We
hear lots of complaints about American jobs lost to workers in China
and India. I recently had
occasion to see a silver lining to this
otherwise dark cloud. I was looking for an opportunity for one of my
clients to manufacture a product in China
. He had been told that his
comfort liners for bicycle helmets had to be made in China because that
was where all of the bicycle helmet manufacturers were now located. So
I arranged a meeting for my client with a local Chinese Export/Import
dealer. What I learned at that meeting was an eye-opener.
The dealer said that he couldn’t help my client for two reasons. The first was that he had a different mission, exporting high value American made goods to China.
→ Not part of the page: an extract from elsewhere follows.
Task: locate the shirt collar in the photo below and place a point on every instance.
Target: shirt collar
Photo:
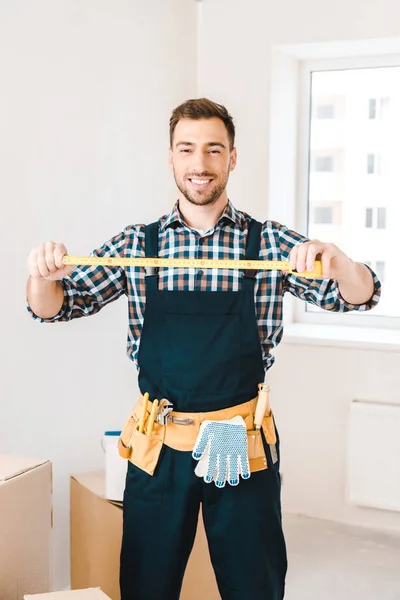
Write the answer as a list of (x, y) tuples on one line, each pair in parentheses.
[(230, 213)]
We often think of the Chinese market as a 1.2 billion low income
customers for inexpensive products, but that is an incomplete and
incorrect view.
The dealer pointed out that the new world of
commerce has created high income Chinese who want to buy products
perceived by them as high value, and to those Chinese those high value
goods are American (and European). The exporter was busily arranging to
export Zweigle’s hot dogs to China.
I said, "Who in China has
ever heard of Zweigle’s white hots?" and he replied, "You would be
surprised how many Chinese either attended or know someone who attended
the University of Rochester." I guess they developed the taste for
Zweigle’s at local picnics. Maybe there is also a market for Buffalo
chicken wings?
The other thing he told me was to forget trying
to convince Chinese bicycle helmet manufacturers to buy American helmet
liners. "These Chinese factories," he said, "are just captive
satellites of the American parent companies. They make what they are
told and compete to be able to supply at the lowest possible price
because the American companies play one of them off against the other.
The American companies that told your client that they had no power
over the manufacturing of their helmets were lying to your client."
All in all it was a very interesting and surprising conversation.